# Learning Objectives:

### - Create SQL DBs and populate them using Python

### - Interact with SQL DBs using Python and Pandas

### - Understand Joins Using SQL

--------------------------------------

### In order to run SQL scripts from Python we are going to need a few things.
#### - SQL Database.
#### - Established connection.
#### - Familiarity with "How to SQL."

------

### The sqlite3 package

The command line utility can be useful for basic SQL tasks, but since we're using Python for the rest of code it will often be easier to access sqlite directly from within Python. We can use the Python sqlite3 package for just this purpose.

Open a connection to an SQLite database file. As before, if the file does not already exist it will automatically be created.

If you want to see your data in SQL DB form you can download a SQLite Manager.

You can download a very limited trial version here: http://www.sqlabs.com/sqlitemanager.php



In [3]:
import sqlite3

# Establishing our Database path.  If no database exists here, this will create one.
sqlite_db = 'data/sql/test_db.sqlite'

# Establishing the SQL Connection to our Database.  
conn = sqlite3.connect(sqlite_db)

c = conn.cursor()
# Cursor objects allow you to keep track of which result set is which, 
# since it's possible to run multiple queries before you're done fetching the results of the first.
# CURSORS seem to be a tool for iterating over tables row-by-row
# This is a conceptual SQL object that is hard to give a very clear consise definition of.

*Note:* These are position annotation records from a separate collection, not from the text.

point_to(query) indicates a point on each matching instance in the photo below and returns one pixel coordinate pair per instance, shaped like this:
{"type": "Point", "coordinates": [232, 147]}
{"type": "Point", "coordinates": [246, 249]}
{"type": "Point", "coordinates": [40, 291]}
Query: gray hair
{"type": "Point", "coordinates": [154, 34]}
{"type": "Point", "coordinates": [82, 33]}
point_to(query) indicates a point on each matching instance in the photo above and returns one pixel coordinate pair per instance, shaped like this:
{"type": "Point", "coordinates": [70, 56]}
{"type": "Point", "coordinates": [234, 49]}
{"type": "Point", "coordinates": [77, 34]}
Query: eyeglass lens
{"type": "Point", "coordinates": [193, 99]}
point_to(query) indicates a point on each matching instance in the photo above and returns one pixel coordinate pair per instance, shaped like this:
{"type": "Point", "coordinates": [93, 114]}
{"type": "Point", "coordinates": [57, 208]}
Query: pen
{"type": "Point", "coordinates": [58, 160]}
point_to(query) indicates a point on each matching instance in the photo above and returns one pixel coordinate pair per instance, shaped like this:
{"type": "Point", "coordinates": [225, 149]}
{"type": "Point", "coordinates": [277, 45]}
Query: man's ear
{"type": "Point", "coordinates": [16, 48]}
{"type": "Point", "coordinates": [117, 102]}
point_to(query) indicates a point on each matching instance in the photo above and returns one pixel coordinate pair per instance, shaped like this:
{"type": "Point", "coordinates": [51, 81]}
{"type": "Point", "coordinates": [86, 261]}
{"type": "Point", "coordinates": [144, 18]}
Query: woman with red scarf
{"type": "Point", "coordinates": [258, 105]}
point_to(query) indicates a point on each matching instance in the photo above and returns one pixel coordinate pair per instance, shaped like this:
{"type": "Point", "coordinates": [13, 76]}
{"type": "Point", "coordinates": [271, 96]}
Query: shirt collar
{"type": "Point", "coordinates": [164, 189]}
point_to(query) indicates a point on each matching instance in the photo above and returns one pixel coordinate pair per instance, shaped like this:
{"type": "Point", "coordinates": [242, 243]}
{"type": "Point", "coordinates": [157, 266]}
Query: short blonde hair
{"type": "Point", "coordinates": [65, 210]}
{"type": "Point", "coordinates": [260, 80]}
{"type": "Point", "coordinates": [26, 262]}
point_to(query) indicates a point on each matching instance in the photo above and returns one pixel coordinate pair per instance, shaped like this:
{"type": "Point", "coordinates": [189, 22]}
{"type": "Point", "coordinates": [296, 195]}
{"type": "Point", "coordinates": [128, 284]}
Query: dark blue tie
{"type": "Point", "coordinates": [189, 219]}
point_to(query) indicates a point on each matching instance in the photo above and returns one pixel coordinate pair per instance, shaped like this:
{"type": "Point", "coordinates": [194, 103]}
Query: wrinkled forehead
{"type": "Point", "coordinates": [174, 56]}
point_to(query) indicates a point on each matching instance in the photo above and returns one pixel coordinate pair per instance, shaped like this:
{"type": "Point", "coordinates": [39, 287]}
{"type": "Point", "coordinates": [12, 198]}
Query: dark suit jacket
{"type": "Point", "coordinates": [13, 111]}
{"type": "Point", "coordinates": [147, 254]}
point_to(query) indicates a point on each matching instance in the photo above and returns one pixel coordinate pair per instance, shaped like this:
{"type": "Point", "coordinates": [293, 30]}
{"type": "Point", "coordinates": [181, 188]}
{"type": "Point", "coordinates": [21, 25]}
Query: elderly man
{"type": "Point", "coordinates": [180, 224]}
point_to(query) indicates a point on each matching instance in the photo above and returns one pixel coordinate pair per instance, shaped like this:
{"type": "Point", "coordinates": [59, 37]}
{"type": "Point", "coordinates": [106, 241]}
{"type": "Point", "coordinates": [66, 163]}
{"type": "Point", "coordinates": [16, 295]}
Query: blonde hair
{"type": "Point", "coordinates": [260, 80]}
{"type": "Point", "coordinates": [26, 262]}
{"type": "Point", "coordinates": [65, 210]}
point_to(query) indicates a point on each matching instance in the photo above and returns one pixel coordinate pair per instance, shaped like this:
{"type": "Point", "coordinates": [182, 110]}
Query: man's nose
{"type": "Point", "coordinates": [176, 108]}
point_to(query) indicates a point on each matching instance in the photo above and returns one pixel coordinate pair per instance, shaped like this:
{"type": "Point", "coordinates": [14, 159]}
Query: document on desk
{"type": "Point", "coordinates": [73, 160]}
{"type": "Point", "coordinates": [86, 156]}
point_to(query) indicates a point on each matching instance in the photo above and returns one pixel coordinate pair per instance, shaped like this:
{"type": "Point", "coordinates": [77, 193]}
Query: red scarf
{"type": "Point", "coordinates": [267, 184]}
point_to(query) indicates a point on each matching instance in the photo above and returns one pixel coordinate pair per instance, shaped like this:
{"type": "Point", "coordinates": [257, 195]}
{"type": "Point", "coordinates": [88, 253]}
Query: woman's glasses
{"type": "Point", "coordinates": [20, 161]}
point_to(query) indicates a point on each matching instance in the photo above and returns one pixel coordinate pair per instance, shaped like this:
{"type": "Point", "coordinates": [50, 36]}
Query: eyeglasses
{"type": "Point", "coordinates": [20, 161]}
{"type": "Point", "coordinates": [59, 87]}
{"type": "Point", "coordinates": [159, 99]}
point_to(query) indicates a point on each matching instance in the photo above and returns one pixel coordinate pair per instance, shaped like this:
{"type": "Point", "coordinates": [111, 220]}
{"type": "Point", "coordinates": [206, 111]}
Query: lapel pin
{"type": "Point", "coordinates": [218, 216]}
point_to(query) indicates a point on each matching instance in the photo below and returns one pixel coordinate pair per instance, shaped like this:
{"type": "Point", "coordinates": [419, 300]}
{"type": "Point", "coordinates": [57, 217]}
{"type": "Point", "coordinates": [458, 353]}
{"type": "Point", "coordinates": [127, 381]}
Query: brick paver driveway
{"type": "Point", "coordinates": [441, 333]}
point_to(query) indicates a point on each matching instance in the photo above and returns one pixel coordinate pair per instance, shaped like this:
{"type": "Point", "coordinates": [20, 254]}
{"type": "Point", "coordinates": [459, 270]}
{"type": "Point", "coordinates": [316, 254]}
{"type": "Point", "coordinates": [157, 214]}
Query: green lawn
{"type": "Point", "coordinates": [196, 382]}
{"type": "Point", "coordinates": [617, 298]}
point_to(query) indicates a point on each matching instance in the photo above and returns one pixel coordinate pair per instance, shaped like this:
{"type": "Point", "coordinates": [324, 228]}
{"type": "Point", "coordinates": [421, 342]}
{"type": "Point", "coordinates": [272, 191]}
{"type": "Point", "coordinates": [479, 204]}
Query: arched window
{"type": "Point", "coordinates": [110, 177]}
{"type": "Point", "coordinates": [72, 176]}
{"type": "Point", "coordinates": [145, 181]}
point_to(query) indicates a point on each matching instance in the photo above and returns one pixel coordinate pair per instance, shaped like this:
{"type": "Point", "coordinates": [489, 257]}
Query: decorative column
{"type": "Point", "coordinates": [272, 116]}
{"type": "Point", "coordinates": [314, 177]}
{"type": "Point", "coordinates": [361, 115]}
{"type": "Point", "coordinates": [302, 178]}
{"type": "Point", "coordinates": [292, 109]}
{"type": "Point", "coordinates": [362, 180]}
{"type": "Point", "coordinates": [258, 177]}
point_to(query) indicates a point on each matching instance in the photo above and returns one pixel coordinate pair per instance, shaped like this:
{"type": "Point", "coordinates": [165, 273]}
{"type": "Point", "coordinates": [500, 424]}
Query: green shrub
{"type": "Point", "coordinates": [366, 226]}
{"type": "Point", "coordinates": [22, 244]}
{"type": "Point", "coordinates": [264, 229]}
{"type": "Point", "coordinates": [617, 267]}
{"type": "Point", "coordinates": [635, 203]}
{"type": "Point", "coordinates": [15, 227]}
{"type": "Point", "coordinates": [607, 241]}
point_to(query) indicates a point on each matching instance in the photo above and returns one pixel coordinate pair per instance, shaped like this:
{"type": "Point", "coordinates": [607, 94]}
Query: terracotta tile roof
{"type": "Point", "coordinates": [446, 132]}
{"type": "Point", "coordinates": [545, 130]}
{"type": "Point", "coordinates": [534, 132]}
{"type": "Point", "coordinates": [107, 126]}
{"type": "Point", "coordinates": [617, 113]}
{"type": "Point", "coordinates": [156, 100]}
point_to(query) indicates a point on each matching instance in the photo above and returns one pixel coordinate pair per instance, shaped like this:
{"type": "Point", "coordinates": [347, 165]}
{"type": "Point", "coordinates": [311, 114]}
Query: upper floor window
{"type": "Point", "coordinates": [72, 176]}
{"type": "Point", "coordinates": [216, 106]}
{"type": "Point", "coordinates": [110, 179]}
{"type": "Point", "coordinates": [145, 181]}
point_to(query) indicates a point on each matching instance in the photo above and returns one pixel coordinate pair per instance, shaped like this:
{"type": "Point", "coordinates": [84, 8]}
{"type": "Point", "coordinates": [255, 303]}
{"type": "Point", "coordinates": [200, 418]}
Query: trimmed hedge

The syntax to create a table is similar to the console, only now we use the execute method of the cursor object c that we just created:

In [4]:
# We can use the 'execute' function on our Database Connection (With Cursor) to execute a SQL Query.
c.execute('CREATE TABLE houses (field1 INTEGER PRIMARY KEY, sqft INTEGER, bdrms INTEGER, age INTEGER, price INTEGER);')

# sqlite.connect('data/sql/test_db.sqlite').cursor().execute()

# Save (commit) the changes (Just like GitHub)
conn.commit()

OperationalError: table houses already exists

With the database saved the table should now be viewable using SQLite Manager.

### Adding data

Since we're back in python, we can now use regular programming techniques in conjunction with the sqlite connection. In particular, the cursor's execute() method supports value substitution using the ? character, which makes adding multiple records a bit easier. Check out documentation for more details.

In [5]:
# We can create a tuple
last_sale = (None, 4000, 5, 22, 619000)

# We can insert said tuple into the database table using character substitution.
c.execute('INSERT INTO houses VALUES (?, ?, ?, ?, ?)', last_sale)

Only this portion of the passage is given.